When one is in fear and distraught, actions that are taken and the way of thinking are often negative. Josef K. would never see the light at the end of the tunnel because his vision was blurred by the judicial system. His control of his own life was non-existent but instead, it was in the hands of the court. Thinking that the arrest was only a joke, Josef K. went along with it only to find he had gotten himself into a big mud hole. "He protests some, demanding to see their boss, at first thinking must be a joke perpetrated on him by some people at the Bank, where he works as a chief clerk" (10). Feeling the shock from the men storming into his apartment to arrest him, human instinct would have questioned the seriousness of the men and that is why Josef K. thought it was all a big joke. Karl also had his fair share of escapades, showing that he was afraid of being alone in a foreign country. Karl did not have control of his life from the get go and he is never able to get a grasp of it until the very end. The embarrassing jobs he had to take only showed his frame of mind and his way of thinking. Thinking that he was an outcast of society, Karl degraded himself because he thought he was nothing better than the jobs he had taken. The fear that instills Karl and Josef K. has hindered the frame of mind.

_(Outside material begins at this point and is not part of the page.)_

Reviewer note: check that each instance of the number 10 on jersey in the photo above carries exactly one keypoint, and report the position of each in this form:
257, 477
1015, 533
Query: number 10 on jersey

"The thing that numbs the heart is this:/ That men cannot devise/ Some scheme of life to banish fear/ That lurks in most men's eyes" (Hall 93). Josef K. and Karl Rossmann were scapegoats and were often pounced on by others. The uncontrollable situations they were put into led to their uncompromising actions and thoughts. Weaknesses were seen and others saw that as their chance to get a piece of the pie. Fear had hindered all visions and the one-way street was only a path to a slow downfall. Resistance was futile and the hole got deeper and deeper. When the situation looked brimmed, things would be too good to be true and turn into more negativity. The nature of terror certainly can be very hideous and like a monster, waiting to devouring their prey.